RCF brings clarity to Shakespeare’s King Lear
Thursday, 23 July 2020
rcf-brt-king-lear-cardsKing Lear at the Bristol Riverside Theatre
USA - What once was a 300-seat movie theatre Bristol Riverside Theatre (BRT) is located in the historic district of Bristol Borough in Eastern Pennsylvania. The theatre itself, built in 1937 and reopened as a performance hall in 1986, is well-known for bringing local and national artists to the stage, producing over 200 performances each year.
Earlier this year, BRT invited Eric Tucker, of New York City’s Bedlam Theatre to direct a production of King Lear with a fresh interpretation of the Shakespearean classic. The show ran for several weeks, starting 28 January and ending 16 February 2020.

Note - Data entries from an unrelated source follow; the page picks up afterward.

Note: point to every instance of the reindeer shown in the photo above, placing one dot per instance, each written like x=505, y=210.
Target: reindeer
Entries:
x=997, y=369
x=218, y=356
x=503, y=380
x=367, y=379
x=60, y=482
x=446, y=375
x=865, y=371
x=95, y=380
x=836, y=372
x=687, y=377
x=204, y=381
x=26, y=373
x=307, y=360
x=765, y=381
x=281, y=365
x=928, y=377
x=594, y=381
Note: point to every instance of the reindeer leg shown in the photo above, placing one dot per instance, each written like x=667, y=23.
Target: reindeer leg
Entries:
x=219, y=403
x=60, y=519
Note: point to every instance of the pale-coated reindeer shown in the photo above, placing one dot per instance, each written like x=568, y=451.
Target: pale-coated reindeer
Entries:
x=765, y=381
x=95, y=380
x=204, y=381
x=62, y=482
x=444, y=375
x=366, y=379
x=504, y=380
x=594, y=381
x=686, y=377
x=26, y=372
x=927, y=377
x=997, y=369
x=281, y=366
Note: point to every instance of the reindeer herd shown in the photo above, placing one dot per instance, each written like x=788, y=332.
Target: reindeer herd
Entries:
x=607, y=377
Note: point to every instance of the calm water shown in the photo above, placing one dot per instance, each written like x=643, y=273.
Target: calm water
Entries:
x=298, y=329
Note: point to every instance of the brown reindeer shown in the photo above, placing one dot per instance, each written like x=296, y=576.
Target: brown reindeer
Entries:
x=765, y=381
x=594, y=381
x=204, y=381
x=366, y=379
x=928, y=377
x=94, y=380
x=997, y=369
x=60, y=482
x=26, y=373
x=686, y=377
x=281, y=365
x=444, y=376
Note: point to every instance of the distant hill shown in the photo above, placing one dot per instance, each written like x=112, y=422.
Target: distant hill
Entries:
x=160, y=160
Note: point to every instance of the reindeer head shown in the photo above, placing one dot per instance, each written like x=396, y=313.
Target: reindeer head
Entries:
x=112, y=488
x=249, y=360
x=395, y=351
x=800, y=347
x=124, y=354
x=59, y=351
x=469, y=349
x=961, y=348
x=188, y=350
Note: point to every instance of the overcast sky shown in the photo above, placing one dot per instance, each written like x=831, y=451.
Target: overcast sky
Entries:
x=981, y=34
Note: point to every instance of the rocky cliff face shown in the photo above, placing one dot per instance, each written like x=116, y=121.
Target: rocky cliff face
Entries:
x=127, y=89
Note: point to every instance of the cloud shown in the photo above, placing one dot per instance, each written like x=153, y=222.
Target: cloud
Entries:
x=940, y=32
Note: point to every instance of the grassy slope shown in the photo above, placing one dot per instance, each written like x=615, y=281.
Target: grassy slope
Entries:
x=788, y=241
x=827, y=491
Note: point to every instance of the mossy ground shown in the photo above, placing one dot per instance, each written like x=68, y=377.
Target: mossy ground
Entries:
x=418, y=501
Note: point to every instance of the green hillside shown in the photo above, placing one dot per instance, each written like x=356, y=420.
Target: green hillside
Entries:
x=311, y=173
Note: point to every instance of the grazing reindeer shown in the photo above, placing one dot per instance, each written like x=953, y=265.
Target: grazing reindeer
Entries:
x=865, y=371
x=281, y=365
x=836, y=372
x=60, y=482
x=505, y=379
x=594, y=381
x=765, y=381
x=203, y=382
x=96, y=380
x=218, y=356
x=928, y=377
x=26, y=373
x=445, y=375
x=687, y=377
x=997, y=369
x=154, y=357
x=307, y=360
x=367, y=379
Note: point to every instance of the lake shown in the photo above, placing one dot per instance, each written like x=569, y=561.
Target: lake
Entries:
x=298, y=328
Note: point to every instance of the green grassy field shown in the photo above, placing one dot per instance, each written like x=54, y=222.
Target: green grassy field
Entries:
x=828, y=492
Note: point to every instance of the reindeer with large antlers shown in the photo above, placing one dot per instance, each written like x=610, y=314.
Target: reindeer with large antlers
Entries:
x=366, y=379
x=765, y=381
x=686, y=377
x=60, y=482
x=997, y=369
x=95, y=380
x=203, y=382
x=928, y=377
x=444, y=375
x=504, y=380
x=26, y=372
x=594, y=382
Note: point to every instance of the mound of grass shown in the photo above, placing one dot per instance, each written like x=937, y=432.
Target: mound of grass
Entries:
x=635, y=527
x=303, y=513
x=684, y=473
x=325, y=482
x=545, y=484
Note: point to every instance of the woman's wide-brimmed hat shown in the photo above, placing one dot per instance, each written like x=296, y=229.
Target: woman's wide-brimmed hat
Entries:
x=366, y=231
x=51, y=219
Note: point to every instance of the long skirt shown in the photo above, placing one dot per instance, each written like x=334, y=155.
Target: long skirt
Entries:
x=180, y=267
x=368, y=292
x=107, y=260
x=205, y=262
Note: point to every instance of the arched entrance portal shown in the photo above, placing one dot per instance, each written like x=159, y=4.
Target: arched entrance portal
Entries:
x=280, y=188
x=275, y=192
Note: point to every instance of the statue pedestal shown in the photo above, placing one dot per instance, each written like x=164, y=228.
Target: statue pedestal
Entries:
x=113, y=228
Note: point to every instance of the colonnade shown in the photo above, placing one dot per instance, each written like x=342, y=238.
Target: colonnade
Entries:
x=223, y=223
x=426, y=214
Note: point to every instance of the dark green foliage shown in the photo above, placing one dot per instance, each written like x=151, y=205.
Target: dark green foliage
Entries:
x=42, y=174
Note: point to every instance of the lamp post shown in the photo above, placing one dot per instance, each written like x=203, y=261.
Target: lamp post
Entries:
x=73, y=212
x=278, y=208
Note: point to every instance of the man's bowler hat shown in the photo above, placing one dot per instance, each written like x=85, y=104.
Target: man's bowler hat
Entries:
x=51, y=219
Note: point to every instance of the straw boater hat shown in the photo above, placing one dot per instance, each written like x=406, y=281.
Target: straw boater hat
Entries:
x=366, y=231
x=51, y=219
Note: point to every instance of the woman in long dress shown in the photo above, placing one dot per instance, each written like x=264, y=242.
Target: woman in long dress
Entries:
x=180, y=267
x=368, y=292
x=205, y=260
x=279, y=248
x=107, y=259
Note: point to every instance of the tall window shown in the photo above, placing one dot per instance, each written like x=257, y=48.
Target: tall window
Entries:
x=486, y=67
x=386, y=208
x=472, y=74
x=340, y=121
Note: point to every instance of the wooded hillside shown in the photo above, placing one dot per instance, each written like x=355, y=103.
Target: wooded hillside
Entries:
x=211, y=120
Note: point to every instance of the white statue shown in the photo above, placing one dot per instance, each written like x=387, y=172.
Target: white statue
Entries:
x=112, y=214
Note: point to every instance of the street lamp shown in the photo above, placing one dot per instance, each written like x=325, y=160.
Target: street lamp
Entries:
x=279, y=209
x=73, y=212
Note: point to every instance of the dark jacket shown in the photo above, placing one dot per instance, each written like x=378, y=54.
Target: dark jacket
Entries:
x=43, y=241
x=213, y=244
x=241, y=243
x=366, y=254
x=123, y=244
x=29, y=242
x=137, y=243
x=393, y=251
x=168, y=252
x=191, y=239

When the production required a sound design, BRT re-enlisted the talents of consultant and sound designer, Brad Ward to assemble it. “One thing I liked about Bristol was the size, it’s a very intimate venue, you don’t need a lot of speakers to achieve the result you want,” said Ward, whose recent theatre work includes previous shows with Tucker at BRT, The Rivals, as well as Choir Boy, which won a Tony award for Best Sound in 2019.
Ward also works as a systems designer with New York firm Auerbach Pollack Friedlander on renovation projects such as Huntington Theatre Company in Boston, Marymount Manhattan Theatre in New York City, and is the associate sound designer and system designer for Take Me Out at Second Stage Theatre on Broadway.
Ward’s challenge was to find a creative audio solution to create an aural atmosphere for the play. Following a suggestion from Mark Meding of On-The-Road Marketing, Ward turned to RCF, deploying a small rig consisting of four HDL 28-A Active Line Array Modules [two per side upstage], two TT 22-A Active Two-Way Speakers [for the catwalk], one SUB 9004 Active Subwoofer, and one RCF HD 21EN paging horn.
Brad also met with RCF Product Specialist Jim Reed, consulted on the product solution and helped integrate the system on stage. “At first I thought we could rely mainly on subs, on both sides of the stage, then we tried one SUB 9004 centred on the upstage wall - and it carried the show,” Ward said. “The HDL 28’s [line arrays] brought a nice sound quality, very clear and natural, I didn’t have trouble making it sound natural, but I was thrilled with the [SUB] 9004 because it added so much to fill the space.”
Another one of Ward’s future projects will highlight RCF as the main system in a new design for the Broadway production Take Me Out, scheduled to be one of the first performances when Broadway re-opens April 21, 2021.